SB Chavan, who served the state twice, was equally firm when it came to implementing his decisions. He waged a battle with his political opponents, uncaring for his position. Be it the land ceiling act, ‘zero budget’ concept or his plan to curtail water supply from dams to sugarcane fields to eight months from 12 months, Chavan refused to surrender.
Another feature both share is integrity, and attendant on it, the confidence of the Congress leadership thrust upon them. In Prithviraj Chavan’s case, any Congress CM would simply have stayed the decision to implement LBT after witnessing stiff opposition by traders and the confrontationist stand taken by ruling coalition leaders. In this case, the CM must take into consideration that howsoever noble his intention may be regarding LBT, he has to take the people in confidence.

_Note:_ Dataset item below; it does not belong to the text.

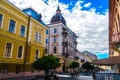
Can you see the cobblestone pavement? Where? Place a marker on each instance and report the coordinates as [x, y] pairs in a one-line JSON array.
[[61, 77]]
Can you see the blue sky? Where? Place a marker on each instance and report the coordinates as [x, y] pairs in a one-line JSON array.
[[89, 20]]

People are being told that LBT was in addition to octroi, which might result in a price rise. Another argument is that the LBT was going to be costlier than the octroi. Hapless consumers are the biggest sufferers, with the markets having downed shutters for the whole of last week.
Besides, many find it difficult to understand the arithmetic of LBT, and have started losing patience. They are asking why they should support traders when most refuse to sell products below the MRP even though it’s not a fixed price and comes with huge profit margins.

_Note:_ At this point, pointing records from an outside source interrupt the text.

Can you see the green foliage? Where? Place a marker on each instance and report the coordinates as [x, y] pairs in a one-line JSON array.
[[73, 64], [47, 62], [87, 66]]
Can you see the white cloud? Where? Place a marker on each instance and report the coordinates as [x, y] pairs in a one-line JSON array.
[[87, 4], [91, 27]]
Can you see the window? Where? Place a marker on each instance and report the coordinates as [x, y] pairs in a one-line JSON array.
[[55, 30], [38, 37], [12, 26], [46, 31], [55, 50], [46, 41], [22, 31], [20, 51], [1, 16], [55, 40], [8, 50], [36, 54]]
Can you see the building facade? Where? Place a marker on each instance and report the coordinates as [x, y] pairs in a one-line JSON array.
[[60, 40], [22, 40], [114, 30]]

But the CM must convince the people. Despite his pragmatic approach, SB Chavan had to succumb to the political game plan of then leaders when he decided to implement the concept of ‘zero budget’. During 1986 to 1988, he stopped recruitment in government jobs and curtailed non-viable expenditure because the state was passing through a severe financial crisis. He announced his intention of curtailing the dam water supply to sugarcane down to eight months as a larger part of the state was facing drought.
His intentions were perfectly in tune with the contemporary situation but political lobbies worked overtime to convince the Congress leadership that Chavan might hurt Congress interests and offer the opposition parties an opportunity to expand.
There is no doubt that the system of octroi has become obsolete and it exists only in Maharashtra. Also, it needs to be looked into as to why traders were opposing LBT when, for the report on LBT submitted earlier this year, the study group appointed by the state had five of their representatives.
A key point being looked over is that LBT is a stopgap arrangement. In the near future it is going to be subsumed with the general sales tax. Traders from Mumbai are rather aggressive, conveniently ignoring the fact that in Mumbai the LBT regime will start from October 1 this year.
With LBT, the format for collection of tax will change. Traders will have to keep books of accounts system. And they are more concerned about maintaining books and the subsequent audits at various levels. Also, the employees of civic bodies need training to adopt the new system.
LBT is also set to hurt the work equation of middlemen at octroi nakas, corporators and civic employees.
Clearly, there is more politics than meets the eye. One cannot understand why the Shiv Sena-BJP combine is opposing LBT, considering that the new tax regime is certain to add a few thousand crores to the BMC’s kitty, which is controlled by them. Additional funds will be of great help to improve city infrastructure. And yet, the saffron alliance is opposing LBT, which begs an explanation.
One of the major demands being pushed by the traders is that LBT be recovered along with VAT, which was being done in neighbouring Gujarat. But the state is not ready for this on various accounts. One of the reasons is manpower shortage. Almost 30 per cent posts in the state sales tax department have been lying vacant.
All said, the CM may be wary of entrusting the job to the sales tax department as it is under the control of Dy CM Ajit Pawar, the NCP man who is in charge of the finance department. Going by the present ‘camaraderie’ between the Congress and NCP, the CM is unlikely to approve thrusting the power to release collected funds to civic bodies across the state on his deputy.